内容はモンク独特の"ハチャメチャ"は割と抑えて、エリントンの素晴らしい楽曲を、モンクが詩的イマジネーションに溢れた解釈で、実に丁寧かつエレガントに弾いています。

バックを務めるのは、オスカー・ペティフォードとケニー・クラーク。

実はこの2人は、モンク同様ビ・バップ誕生に深く関わっていて、モンクとはその頃からセッションでよく遊んでいた仲。

つまり、この時代では珍しい「モンクが突然はっちゃけても、冷静に対処できるリズム隊」なんです。

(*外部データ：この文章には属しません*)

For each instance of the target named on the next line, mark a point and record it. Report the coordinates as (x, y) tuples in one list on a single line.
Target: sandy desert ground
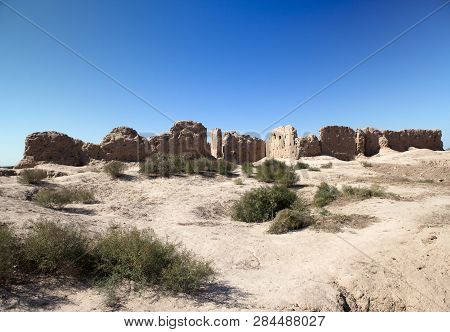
[(395, 257)]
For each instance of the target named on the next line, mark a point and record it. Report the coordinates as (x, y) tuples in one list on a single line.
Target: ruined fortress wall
[(420, 139), (281, 143), (242, 148), (216, 143), (53, 147), (190, 138), (338, 142)]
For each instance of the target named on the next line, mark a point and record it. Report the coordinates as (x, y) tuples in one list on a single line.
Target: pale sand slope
[(400, 262)]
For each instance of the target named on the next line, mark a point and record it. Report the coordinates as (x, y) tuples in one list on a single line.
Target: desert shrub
[(158, 165), (247, 169), (300, 205), (8, 254), (32, 176), (53, 248), (185, 273), (204, 165), (189, 167), (272, 170), (139, 256), (363, 193), (58, 198), (177, 163), (290, 220), (261, 204), (325, 194), (166, 165), (301, 165), (225, 167), (115, 168)]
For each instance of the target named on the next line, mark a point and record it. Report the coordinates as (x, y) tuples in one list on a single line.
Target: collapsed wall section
[(338, 142), (417, 138), (242, 148)]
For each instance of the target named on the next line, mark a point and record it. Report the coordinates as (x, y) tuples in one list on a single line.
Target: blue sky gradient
[(231, 64)]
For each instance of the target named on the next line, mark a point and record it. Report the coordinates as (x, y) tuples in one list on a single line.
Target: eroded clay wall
[(417, 138), (242, 148), (338, 142)]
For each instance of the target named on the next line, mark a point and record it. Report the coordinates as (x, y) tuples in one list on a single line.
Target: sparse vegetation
[(115, 168), (301, 165), (8, 254), (58, 198), (334, 223), (363, 193), (290, 220), (366, 164), (225, 167), (247, 169), (261, 204), (32, 176), (167, 165), (139, 256), (325, 194), (274, 171), (53, 248)]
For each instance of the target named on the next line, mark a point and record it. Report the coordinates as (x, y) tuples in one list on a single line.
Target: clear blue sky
[(230, 64)]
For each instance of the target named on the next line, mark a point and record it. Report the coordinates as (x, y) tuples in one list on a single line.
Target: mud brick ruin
[(190, 138)]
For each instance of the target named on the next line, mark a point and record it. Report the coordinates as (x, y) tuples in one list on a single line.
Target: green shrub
[(274, 171), (177, 163), (140, 257), (115, 168), (185, 273), (201, 165), (300, 205), (189, 167), (289, 220), (53, 248), (225, 167), (247, 169), (8, 254), (32, 176), (363, 193), (301, 165), (325, 194), (158, 165), (261, 204), (58, 198)]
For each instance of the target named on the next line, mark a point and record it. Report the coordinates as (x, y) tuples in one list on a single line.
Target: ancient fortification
[(190, 138)]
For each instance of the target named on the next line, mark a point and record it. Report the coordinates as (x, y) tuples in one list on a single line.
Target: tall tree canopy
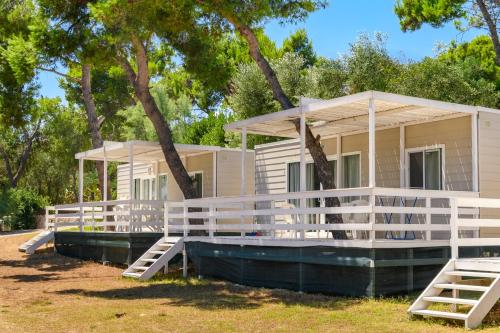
[(477, 13)]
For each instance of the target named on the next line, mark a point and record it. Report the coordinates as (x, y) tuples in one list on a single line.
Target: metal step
[(157, 252), (460, 287), (473, 274), (450, 300), (140, 268), (129, 274), (441, 314)]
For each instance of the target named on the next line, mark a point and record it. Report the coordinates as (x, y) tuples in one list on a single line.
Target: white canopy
[(349, 114), (142, 151)]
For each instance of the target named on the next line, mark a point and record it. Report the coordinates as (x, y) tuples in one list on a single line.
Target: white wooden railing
[(370, 215), (115, 215), (462, 223)]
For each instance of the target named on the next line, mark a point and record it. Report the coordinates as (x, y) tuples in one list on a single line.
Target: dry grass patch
[(48, 292)]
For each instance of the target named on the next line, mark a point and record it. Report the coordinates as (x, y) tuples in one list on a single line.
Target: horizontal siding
[(489, 165)]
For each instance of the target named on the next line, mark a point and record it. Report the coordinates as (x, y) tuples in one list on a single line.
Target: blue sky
[(334, 28)]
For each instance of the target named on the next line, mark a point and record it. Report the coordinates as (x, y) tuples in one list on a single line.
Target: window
[(162, 182), (351, 170), (197, 179), (146, 189), (137, 189), (312, 183), (425, 169)]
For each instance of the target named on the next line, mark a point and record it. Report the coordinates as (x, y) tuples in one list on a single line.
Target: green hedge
[(19, 207)]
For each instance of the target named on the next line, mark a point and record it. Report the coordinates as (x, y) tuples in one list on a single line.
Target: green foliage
[(177, 112), (413, 13), (479, 51), (207, 131), (300, 44), (20, 207), (435, 79), (368, 64)]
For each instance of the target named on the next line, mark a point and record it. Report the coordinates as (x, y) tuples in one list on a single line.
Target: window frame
[(193, 173), (437, 147)]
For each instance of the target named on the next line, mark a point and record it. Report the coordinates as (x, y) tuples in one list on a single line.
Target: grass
[(48, 292)]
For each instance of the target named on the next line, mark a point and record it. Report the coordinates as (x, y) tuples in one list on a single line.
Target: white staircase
[(34, 243), (478, 278), (155, 258)]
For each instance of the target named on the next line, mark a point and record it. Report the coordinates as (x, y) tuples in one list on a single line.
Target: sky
[(334, 28)]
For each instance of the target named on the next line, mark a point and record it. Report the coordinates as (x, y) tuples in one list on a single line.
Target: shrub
[(20, 207)]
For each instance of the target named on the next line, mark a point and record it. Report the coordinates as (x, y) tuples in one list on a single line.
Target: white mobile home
[(417, 181)]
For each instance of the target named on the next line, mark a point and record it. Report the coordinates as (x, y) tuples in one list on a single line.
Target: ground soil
[(47, 292)]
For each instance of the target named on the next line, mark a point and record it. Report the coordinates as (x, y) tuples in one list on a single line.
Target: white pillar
[(475, 158), (131, 170), (105, 185), (402, 157), (371, 143), (214, 174), (80, 180), (243, 161), (303, 186), (339, 162)]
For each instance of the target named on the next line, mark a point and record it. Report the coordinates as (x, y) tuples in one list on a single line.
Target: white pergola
[(368, 111), (137, 151)]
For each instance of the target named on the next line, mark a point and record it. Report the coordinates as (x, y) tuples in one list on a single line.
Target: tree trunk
[(313, 144), (23, 159), (491, 28), (140, 83), (93, 122)]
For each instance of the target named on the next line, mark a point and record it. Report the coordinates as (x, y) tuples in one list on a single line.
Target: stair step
[(441, 314), (157, 252), (130, 274), (140, 268), (460, 287), (473, 274), (450, 300)]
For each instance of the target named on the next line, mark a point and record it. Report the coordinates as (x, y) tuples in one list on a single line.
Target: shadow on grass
[(211, 294), (33, 277), (44, 260)]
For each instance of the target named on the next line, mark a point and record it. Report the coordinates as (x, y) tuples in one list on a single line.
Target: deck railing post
[(81, 217), (165, 219), (211, 224), (56, 219), (185, 219), (428, 219), (371, 233), (454, 228), (46, 227), (273, 220)]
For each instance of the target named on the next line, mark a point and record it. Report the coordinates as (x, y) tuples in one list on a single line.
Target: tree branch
[(66, 76)]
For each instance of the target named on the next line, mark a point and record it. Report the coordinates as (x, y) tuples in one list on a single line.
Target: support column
[(80, 191), (371, 143), (243, 160), (80, 180), (402, 157), (131, 171), (105, 180), (475, 158), (214, 174), (339, 162), (243, 189), (303, 186)]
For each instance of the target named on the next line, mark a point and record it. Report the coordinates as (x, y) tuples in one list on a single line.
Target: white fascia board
[(430, 103)]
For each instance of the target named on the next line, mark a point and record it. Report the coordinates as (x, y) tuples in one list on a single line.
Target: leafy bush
[(20, 206)]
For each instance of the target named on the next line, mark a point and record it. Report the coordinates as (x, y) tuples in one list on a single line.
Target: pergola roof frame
[(311, 108)]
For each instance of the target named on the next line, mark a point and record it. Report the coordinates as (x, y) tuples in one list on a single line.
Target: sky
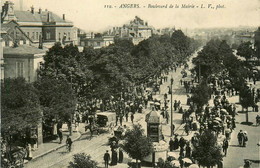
[(90, 15)]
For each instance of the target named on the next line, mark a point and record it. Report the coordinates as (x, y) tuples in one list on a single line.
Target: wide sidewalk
[(53, 145), (178, 94)]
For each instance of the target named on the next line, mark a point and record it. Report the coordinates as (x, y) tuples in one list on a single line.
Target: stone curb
[(54, 149)]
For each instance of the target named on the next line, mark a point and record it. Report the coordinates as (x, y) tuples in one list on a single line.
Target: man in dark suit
[(106, 158)]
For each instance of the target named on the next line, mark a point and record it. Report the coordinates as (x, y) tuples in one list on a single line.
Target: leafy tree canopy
[(208, 152), (137, 145), (245, 50), (19, 106), (56, 98)]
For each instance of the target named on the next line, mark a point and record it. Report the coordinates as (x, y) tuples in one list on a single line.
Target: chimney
[(32, 10)]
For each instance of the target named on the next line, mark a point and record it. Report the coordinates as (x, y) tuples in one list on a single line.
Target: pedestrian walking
[(114, 157), (225, 146), (132, 117), (116, 119), (187, 128), (60, 135), (121, 119), (176, 143), (240, 137), (188, 150), (126, 116), (34, 141), (257, 118), (245, 138), (69, 143), (121, 156), (171, 144), (106, 158), (173, 128)]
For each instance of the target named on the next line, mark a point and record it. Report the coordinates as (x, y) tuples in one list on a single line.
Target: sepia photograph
[(130, 84)]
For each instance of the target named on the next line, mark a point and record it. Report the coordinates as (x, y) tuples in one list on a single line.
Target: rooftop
[(27, 16), (23, 50)]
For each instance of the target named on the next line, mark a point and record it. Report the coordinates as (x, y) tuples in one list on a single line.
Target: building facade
[(41, 25), (137, 30), (99, 42), (22, 61)]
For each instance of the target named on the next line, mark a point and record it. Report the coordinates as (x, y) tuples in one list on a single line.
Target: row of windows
[(64, 36), (34, 35)]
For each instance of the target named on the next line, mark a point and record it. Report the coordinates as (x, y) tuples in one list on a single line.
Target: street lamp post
[(171, 105)]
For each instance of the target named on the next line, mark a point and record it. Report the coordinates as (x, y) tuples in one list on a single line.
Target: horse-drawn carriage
[(100, 121), (14, 158)]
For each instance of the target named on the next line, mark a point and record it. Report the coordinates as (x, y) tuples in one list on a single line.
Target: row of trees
[(68, 77), (217, 59), (102, 73)]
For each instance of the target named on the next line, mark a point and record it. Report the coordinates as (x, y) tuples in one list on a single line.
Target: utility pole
[(171, 105)]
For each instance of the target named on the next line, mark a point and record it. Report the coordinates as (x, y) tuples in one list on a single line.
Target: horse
[(92, 128), (16, 157)]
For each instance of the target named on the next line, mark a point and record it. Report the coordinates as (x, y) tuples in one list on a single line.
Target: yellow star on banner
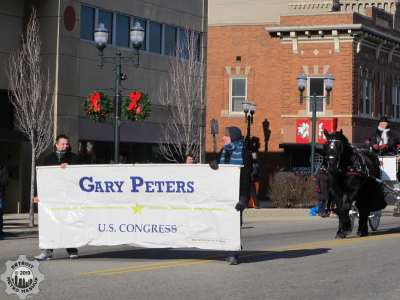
[(137, 209)]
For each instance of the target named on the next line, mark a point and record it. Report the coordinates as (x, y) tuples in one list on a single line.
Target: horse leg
[(341, 234), (363, 223)]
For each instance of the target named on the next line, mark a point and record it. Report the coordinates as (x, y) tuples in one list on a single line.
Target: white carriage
[(389, 168)]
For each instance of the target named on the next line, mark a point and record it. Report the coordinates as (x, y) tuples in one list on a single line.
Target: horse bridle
[(333, 145)]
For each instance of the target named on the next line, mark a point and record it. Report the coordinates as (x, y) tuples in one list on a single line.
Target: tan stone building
[(69, 52), (358, 44)]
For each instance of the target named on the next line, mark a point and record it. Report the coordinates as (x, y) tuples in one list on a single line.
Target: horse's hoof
[(340, 235), (361, 234)]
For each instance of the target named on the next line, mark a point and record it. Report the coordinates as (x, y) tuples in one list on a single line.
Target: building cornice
[(353, 29)]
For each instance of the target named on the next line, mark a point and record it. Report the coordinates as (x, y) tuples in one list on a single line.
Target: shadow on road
[(167, 254), (19, 235)]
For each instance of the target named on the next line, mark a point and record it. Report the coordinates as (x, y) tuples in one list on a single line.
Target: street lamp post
[(301, 85), (249, 109), (214, 132), (101, 37)]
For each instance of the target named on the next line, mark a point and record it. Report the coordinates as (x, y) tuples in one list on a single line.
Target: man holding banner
[(62, 156), (237, 152)]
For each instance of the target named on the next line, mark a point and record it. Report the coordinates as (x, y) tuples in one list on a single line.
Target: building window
[(238, 94), (197, 40), (396, 101), (170, 37), (87, 23), (122, 32), (366, 93), (316, 88), (183, 43), (155, 37), (106, 18), (143, 23)]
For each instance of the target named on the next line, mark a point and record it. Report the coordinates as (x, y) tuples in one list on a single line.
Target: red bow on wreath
[(95, 101), (135, 98)]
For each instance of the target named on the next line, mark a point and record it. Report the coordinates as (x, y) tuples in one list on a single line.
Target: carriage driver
[(384, 142)]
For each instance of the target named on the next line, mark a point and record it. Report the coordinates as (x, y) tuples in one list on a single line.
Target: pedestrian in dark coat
[(62, 156)]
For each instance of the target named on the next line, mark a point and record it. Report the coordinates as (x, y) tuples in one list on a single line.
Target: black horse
[(352, 174)]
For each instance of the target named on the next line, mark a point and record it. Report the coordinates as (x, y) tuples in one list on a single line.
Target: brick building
[(358, 44)]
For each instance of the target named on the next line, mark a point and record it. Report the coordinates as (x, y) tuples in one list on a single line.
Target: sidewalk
[(18, 224)]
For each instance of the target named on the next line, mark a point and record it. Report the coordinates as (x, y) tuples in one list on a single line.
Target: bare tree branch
[(29, 94), (181, 94)]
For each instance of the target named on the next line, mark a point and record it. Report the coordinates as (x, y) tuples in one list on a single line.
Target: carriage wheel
[(374, 219)]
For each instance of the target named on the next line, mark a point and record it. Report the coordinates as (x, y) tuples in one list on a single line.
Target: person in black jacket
[(62, 156), (384, 142), (237, 151)]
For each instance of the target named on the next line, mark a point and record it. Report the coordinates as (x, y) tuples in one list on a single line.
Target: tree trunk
[(32, 204)]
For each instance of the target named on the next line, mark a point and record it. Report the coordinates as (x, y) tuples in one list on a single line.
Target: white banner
[(153, 206)]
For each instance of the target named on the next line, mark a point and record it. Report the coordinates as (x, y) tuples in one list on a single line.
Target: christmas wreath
[(137, 106), (97, 106)]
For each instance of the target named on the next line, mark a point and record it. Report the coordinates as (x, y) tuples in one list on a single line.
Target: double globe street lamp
[(314, 99), (101, 35)]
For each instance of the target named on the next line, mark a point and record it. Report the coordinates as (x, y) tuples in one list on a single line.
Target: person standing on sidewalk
[(63, 157), (3, 184), (237, 152)]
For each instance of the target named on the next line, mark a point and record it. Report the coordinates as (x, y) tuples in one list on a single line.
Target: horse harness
[(358, 166)]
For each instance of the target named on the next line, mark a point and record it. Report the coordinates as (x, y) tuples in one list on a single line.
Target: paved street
[(288, 255)]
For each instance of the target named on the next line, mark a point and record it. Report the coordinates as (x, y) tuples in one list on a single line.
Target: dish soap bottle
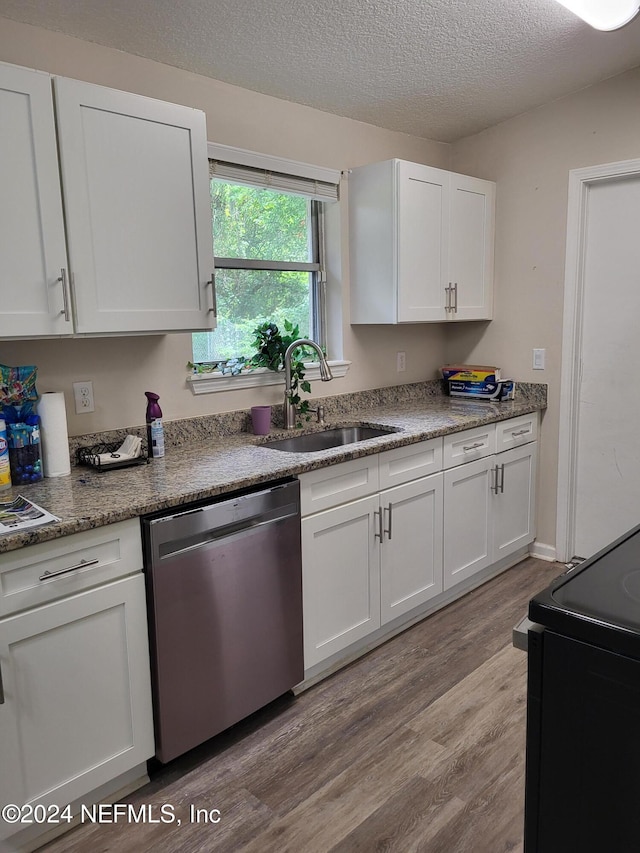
[(155, 430)]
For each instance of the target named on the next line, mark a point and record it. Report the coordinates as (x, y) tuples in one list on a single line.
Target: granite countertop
[(204, 468)]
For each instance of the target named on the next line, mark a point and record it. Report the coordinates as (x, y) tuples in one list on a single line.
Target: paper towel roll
[(54, 435)]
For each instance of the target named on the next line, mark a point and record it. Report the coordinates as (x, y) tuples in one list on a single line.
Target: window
[(269, 256)]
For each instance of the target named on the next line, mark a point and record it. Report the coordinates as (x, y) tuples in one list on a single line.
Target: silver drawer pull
[(81, 565), (388, 530), (377, 515)]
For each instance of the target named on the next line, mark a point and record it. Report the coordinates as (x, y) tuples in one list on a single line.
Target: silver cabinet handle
[(389, 509), (214, 299), (81, 565), (380, 533), (65, 294)]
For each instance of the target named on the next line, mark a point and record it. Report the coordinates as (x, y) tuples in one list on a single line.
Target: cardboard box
[(471, 372), (496, 391)]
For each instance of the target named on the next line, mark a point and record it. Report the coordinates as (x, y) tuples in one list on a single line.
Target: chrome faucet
[(325, 375)]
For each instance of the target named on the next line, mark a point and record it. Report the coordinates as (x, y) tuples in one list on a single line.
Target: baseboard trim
[(543, 551)]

このアルバムでは、二人は堅実な伴奏に撤しています。特に素晴らしいのはオスカー・ペティフォードのベース・プレイ。終始穏やかにリズムを刻んでいるだけなのに、何と存在感のある豊かな音色で、何て安定感のある太いグルーヴなんだろうと、聴いてて惚れ惚れしてしまいます。

モンクのピアノに関しては、本作はよく「個性が薄められた」と評されることも多いですが、果たしてそうでしょうか?"ハチャメチャ"は抑え気味と書きましたが、要所要所でしっかりと"間"と"絶妙なずらし"はしっかり聴いていて、決してモンクの個性がプロデュースによって削がれた感じはしません。

それにモンクの個性はハチャメチャだけにあらず、最初から斬新なメロディ解釈の裏に、しっかりとした古き良きジャズ特有のエスプリ、つまりワン・フレーズ弾いただけでむわぁっと立ち上る色気みたいなものがいつだってあるんです。





(このさり気ない崩し方と”間”ですよね〜、そしてしっかりスウィングしてます。カッコイイ♪)

「ソフィスティケイテッド・レディ」「黒と茶の幻想」「ソリチュード」などは、エリントン曲の中でも特に美しく、芳醇な香気の漂うナンバーですが、モンクのピアノがメロディを奏でた後に残る余韻の素晴らしい物語性に、まずはじっくり耳を傾けてみてください。